Arfan diam mematung. Pikirannya bercabang kemana-mana. Tatapan matanya seolah kosong.

"Sayang..." Natasya memegang tangan Arfan.

Arfan mengerjap. Kemudian, senyumnya mengembang lebar. "Berarti, nanti Vano tinggal sama kita...?!"

"Mami harus membicarakan hal ini dengan Om Baskara terlebih dahulu."

"Mi, apa Vano udah tahu?"

Meysa menggeleng. "Mami sama Om Baskara lagi mencari waktu yang tepat."

"Sekarang aku paham, mi! Bakat melukisnya Vano, berarti turunan dari mami!"

"Dari kemarin, bunda sama mami itu takut sekali mau membicarakan hal ini sama kamu." ujar Natasya.

"Kenapa harus takut, bunda?"

"Bunda takut, nanti mami melukai perasaan kamu."

"Aku malah bahagia, mami! Aku malah udah feeling dari awal."

"Feeling katanya.." Natasya dan Meysa tertawa renyah.

"Waktu itu aku pernah ngomong sama Vano, kalo aku bisa jadi kakaknya. Yaa, meskipun umurnya tuaan dia. Tapi Vano mau-mau aja loh, mi!"

"Karena badan kamu lebih bongsor." Ujar Natasya sambil menepuk lengan Arfan.

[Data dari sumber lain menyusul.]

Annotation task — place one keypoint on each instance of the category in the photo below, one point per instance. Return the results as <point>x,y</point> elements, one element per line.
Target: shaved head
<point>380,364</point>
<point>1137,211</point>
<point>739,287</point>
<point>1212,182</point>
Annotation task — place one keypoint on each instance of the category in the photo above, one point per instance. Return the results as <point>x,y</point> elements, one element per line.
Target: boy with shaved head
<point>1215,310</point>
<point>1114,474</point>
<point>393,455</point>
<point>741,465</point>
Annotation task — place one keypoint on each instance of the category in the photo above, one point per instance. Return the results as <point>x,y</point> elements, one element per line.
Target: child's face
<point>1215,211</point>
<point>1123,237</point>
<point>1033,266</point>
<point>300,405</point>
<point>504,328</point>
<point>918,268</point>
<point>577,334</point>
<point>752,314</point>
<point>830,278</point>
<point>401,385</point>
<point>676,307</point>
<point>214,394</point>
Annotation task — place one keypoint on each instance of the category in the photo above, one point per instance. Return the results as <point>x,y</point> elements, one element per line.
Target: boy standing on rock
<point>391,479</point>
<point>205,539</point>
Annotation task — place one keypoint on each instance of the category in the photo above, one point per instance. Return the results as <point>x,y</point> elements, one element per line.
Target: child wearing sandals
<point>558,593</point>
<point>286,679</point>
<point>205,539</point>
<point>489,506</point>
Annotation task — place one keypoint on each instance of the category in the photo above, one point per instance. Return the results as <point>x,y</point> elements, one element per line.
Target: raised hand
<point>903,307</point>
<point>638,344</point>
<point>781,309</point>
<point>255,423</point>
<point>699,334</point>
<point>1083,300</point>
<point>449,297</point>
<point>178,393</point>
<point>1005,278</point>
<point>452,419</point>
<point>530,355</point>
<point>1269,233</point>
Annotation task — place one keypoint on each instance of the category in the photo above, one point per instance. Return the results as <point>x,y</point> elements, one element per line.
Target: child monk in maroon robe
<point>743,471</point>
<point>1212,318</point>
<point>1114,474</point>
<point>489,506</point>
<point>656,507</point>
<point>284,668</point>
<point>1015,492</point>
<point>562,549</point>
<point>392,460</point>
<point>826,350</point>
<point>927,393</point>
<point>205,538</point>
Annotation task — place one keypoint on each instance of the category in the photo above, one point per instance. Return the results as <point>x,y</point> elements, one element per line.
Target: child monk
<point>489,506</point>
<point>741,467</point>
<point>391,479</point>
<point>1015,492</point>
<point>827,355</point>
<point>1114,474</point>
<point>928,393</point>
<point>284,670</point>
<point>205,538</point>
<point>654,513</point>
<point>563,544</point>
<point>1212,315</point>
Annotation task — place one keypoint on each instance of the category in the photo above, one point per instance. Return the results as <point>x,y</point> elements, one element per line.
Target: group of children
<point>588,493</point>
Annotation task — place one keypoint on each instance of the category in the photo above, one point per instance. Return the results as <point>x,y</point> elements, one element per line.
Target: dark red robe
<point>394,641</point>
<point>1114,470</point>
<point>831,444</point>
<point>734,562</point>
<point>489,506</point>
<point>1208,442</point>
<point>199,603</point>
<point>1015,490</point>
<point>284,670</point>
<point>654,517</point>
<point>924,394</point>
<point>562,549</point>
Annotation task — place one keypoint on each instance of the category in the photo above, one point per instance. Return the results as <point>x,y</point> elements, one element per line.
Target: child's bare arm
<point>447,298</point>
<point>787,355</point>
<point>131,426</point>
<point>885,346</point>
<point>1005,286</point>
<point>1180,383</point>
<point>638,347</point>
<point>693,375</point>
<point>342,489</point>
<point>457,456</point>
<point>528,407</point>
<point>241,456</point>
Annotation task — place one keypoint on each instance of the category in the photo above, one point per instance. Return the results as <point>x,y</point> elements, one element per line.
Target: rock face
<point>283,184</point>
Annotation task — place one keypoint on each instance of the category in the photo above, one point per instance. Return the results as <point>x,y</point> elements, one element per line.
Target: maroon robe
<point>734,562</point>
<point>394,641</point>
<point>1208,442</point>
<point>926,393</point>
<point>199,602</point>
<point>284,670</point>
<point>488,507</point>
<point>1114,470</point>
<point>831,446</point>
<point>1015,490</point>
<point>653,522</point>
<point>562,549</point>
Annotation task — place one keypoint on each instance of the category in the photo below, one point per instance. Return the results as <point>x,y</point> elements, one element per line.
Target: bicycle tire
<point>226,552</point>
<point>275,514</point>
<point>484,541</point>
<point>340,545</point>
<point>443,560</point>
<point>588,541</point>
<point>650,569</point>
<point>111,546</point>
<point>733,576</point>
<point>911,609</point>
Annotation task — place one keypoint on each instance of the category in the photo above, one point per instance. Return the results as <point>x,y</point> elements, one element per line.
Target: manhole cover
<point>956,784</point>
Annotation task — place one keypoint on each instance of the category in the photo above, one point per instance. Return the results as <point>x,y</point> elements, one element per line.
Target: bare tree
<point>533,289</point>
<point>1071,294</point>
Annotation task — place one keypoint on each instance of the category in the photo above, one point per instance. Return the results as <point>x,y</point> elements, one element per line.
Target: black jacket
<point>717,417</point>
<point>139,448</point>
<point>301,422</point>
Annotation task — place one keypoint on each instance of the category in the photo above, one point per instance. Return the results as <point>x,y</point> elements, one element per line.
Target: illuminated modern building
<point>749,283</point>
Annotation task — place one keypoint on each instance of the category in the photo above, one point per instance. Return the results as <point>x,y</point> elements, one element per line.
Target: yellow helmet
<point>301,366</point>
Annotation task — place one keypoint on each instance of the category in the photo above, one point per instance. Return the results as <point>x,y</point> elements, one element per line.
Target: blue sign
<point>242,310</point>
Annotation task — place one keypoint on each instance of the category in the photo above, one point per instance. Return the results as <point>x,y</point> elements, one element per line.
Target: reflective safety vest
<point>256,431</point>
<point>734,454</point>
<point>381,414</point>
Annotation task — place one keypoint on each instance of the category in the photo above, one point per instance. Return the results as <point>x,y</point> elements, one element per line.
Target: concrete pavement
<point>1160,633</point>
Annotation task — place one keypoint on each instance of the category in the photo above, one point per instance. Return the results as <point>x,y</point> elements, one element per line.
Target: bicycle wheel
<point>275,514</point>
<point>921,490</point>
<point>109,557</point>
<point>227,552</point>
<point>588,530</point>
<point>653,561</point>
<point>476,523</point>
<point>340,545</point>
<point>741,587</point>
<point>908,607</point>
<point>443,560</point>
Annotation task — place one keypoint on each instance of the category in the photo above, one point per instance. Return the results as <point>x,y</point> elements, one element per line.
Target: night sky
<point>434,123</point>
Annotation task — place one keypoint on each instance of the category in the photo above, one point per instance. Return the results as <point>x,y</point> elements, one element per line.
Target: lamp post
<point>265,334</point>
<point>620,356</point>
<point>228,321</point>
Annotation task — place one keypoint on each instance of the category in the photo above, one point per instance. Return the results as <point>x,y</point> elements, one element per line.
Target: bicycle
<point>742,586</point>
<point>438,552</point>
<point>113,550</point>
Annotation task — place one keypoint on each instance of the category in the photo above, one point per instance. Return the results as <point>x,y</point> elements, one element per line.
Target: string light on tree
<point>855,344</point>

"Kapan kita ngasih tahu Vano, mi?"

"Secepatnya."

"Kalo bisa sebelum puasa ya, mi! Soalnya aku mau puasa bareng sama Vano."

"Kayaknya ada yang semangat sekali menjadi seorang kakak." Natasya tertawa lagi.

"Tapi harus diingat Arfan, Vano itu lebih tua dari kamu."

"Iya, mami."

"Arfan, boleh bunda tanya sesuatu?"

"Iya, bunda..?"

"Kemarin-kemarin, Arfan pakai kartu kredit lagi?"

Arfan ngangguk. "Waktu aku main ke apartemennya, Vano lagi mecahin semua celengannya, bunda. Katanya Vano lagi gak punya uang. Sementara dia harus bayar daftar ulang kuliah, beli buku-buku, dan --- hapenya juga rusak. Layarnya pecah."

"Bukan buat Nisa, kan?"

"Ada yang lagi ngomongin aku ya..?"

"Nisa...?!"

Sebelum duduk, Nisa mencium tangan bunda dan maminya Arfa bergantian.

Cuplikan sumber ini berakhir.